Broader market gains were supported by a recent set of data suggesting economic resilience. The May producer price index, which measures final demand prices in the U.S. economy, increased by just 0.1% for the month, following a 0.2% decline in April. This result fell short of economists’ predictions, who had anticipated a 0.2% rise. Bond yields also eased on Thursday in reaction to the inflation data.
However, uncertainty loomed over the market due to President Donald Trump’s recent threat of unilateral tariffs. Investors are closely monitoring developments concerning trade policy, particularly between the U.S. and China. Trump remarked on Wednesday that he would consider extending a July 8 deadline for concluding trade talks with various nations before new U.S. tariffs take effect, although he expressed confidence that such extensions might not be necessary.

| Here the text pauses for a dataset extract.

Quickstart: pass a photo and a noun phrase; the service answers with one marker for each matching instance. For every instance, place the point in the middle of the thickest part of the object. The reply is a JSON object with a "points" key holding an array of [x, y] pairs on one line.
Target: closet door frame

“I would, but I don’t think we’re going to have that necessity. We made a great deal with China,” Trump told reporters. “We’re dealing with Japan, we’re dealing with South Korea. We’re dealing with a lot of them. So we’re going to be sending letters out, in about a week and a half, two weeks, to countries, telling them what the deal is, like I did with EU.”
U.S. and Chinese officials reached a preliminary framework for future discussions in London after two days of talks, but the details still require approval from both Trump and Chinese President Xi Jinping. The two nations did agree to relax some restrictions concerning rare earth metals and foreign students.
Tom Hainlin, senior investment strategist at U.S. Bank Asset Management Group, noted, “We still think the primary driver for market direction and to break out to all-time highs would be some resolution for tariffs and how they interlink with the budget and the Fed. And we see a lot of headlines about negotiations or pauses or frameworks, but we still haven’t seen a single signed trade deal between the U.S. and its trade partners.”
He added, “So for us, we still see us sitting within our base case of uncertainty around how trade negotiations go. The market’s kind of range bound in wide ranges, but really lacking that durable breakout until we get some conclusion.”